Выбрать главу

КАБЛОГРАММА.

БОСТОН — РАЛЬФУ ТРИЛИПУШУ,

ЛУКСОР, 29 НОЯ 1922, 10.27

ПОМОЛВКА РАСТОРГНУТА. ТВОЯ ЛОЖЬ РАЗОБЛАЧЕНА.

НЕ ВЗДУМАЙ МНЕ ПИСАТЬ. М.

Я мог бы ответить, но кому? Кто автор этой «каблограммы от Маргарет»? Голова идет кругом от его преступлений и измен. Он заслуживает суровейшего из всех придуманных великим царем наказаний.

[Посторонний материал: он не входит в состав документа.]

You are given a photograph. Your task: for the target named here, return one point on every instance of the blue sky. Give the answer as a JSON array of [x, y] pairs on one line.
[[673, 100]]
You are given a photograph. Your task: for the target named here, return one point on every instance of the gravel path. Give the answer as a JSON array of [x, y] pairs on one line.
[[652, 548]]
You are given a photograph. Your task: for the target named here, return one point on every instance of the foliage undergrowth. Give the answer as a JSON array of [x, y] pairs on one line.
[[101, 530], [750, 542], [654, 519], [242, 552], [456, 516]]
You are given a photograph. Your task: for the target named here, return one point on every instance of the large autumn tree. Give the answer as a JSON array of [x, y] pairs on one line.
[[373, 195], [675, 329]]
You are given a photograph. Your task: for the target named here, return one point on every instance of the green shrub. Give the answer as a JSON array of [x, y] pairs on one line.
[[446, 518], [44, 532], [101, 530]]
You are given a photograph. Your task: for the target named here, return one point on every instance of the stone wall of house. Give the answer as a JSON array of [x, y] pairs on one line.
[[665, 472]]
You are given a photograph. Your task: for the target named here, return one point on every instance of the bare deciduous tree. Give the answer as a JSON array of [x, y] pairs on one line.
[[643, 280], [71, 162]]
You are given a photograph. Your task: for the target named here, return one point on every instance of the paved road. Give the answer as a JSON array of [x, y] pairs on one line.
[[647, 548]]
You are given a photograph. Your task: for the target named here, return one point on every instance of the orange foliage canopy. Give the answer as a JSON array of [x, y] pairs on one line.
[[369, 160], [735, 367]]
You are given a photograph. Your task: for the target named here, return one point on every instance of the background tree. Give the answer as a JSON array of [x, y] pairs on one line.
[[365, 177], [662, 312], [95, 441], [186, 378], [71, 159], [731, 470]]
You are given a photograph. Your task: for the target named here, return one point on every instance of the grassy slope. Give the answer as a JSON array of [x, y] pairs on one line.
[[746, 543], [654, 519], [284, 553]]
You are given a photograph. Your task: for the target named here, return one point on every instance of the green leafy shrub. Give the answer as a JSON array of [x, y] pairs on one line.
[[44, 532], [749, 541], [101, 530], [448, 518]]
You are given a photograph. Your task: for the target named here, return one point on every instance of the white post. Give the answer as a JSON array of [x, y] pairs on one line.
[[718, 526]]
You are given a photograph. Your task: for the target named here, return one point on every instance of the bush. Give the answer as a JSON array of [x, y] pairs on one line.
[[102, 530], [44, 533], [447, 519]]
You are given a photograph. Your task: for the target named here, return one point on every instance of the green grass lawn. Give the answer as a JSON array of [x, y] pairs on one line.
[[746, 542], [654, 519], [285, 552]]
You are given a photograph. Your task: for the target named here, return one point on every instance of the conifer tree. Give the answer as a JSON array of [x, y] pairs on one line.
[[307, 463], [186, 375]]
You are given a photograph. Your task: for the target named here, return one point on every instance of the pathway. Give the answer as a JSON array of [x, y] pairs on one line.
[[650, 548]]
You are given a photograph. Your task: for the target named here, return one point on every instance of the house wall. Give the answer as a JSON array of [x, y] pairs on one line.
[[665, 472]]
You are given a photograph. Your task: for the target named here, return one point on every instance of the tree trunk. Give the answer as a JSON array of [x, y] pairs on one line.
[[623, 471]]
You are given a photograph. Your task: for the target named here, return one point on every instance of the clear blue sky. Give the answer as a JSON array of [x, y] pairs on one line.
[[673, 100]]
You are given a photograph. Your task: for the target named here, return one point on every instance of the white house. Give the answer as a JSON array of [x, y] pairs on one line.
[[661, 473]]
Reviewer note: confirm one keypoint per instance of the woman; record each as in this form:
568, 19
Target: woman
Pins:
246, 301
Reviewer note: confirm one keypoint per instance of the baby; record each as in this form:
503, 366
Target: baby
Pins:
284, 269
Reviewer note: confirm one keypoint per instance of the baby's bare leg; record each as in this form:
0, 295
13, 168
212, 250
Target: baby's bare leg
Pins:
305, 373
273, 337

Кошки зализывают раны, что нанесли мне Ахмед и Финнеран. Почему судьба настаивает на том, чтобы мы играли столь неоригинальные, пустые роли, когда мы способны на большее? Если бы я сам писал для себя сценарий, он был бы — и все еще может быть — куда более захватывающим, но нет, я должен принимать как есть придуманные твердокаменным Финнераном сцены с их яркими красками и жесткой арифметикой. Будучи не в состоянии финансировать египетскую экспедицию, которая не нашла в мгновение ока ни сокровищ, ни штабелей порнографии, он счел за лучшее предать меня и рассказывает небылицы многострадальной дочери, дабы отравить колодец ее любви ко мне; пока она по его воле пребывает в оцепенелом, полубессознательном состоянии, он развлекается с ее нордической тюремщицей. О, судьи подземного мира, взвесьте мое сердце на своих весах, прочтите все секреты, написанные на его красных протоках и набухших серых сосудах, каждую мою потаенную мысль. Разве не видите вы, что я люблю ее, люблю вопреки деньгам ее отца? Я уверен, бездушные манипуляторы вроде Финнерана скажут, что Маргарет не дала мне того, чего я от нее ожидал, при ней не оказалось огромного состояния, на которое я рассчитывал. Наверное, эти люди сочтут, что мне следует от нее отказаться, признать, что любовь моя — лишь притворство. И это правда, я действительно думаю, что Маргарет отчасти виновна в моем нынешнем положении. Как выяснилось, она не смазала колеса финансовой машины великих раскопок; нельзя быть уверенным и в том, что во время моего отсутствия она истово хранила мне верность.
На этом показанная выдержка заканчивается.